# New member



## LanceMack

Just saying "hello".  I am a newbie from Haddam, Connecticut and joined this forum in order to gain information and tips about my newly acquired 1975 Bombardier.  I posted a picture on my initial thread and installed a light bar since then.
 thanks for having me,
 Lance


----------



## Jim_S RIP

Welcome to the Forum, Lance.   

Glad you found us!


----------



## tiredretired

Welcome.  I hope you're getting as much snow in CT as we are in VT right now.

*46 DAYS!!*


----------



## bczoom

Welcome to the forum!!!


----------



## EastTexFrank

Living in East Texas, I'm not a "snowy" person but I'd like to bid you welcome anyway.


----------



## Doc

Hi Lance!!! Welcome to Forums Forums.   Besides the best snowcat forum on the net we have a lot of other forums that can be fun and entertaining.   Check em out when you have time.


----------



## OhioTC18 RIP

Welcome to Forums Forums Lance.
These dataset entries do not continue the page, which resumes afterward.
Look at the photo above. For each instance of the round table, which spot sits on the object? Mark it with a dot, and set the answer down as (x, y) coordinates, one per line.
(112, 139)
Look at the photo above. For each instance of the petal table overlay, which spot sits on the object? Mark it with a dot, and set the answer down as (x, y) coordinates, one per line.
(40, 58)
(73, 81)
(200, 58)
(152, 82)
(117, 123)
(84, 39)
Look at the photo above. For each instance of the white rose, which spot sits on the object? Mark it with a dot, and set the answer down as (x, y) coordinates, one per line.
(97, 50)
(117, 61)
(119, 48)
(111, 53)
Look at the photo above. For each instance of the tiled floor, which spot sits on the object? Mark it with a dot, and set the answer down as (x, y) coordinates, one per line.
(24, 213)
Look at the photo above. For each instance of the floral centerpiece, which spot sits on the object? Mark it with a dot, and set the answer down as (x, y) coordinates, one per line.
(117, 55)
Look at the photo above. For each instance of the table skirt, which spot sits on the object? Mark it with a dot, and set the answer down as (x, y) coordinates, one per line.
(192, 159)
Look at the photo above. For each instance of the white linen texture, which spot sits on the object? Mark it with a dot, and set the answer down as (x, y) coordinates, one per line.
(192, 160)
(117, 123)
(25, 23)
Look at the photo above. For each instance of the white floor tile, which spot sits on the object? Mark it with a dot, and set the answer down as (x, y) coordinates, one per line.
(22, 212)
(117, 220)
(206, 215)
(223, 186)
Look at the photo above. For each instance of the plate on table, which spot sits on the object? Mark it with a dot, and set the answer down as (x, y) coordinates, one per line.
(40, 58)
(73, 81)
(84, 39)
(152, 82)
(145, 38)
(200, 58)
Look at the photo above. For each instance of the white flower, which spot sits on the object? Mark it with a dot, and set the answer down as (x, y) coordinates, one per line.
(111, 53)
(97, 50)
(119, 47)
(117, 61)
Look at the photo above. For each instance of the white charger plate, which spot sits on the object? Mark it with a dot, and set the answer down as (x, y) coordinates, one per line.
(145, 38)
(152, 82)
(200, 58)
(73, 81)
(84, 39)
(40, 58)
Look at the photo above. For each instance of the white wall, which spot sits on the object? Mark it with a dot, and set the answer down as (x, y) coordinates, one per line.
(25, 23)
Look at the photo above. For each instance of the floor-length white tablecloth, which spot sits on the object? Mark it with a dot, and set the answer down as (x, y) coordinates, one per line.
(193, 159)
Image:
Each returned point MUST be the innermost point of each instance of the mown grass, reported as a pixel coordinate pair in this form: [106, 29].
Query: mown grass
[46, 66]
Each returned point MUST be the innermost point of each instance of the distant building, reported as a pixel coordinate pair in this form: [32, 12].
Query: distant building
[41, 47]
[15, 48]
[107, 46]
Glad you found us and decided to join.


----------



## Catavenger

No Snow here but welcome!


----------



## MrLiberty

No snow, no snocats, and nothing with treads, just me sitting here reading the posts.  Welcome and sit back and enjoy the ride.


----------



## pirate_girl

Welcome!


----------



## Angelface

Hello hello


----------



## JimVT

lance ,welcome on
I had a bombi for a few years .local internet provider owns /uses it now.
jim


----------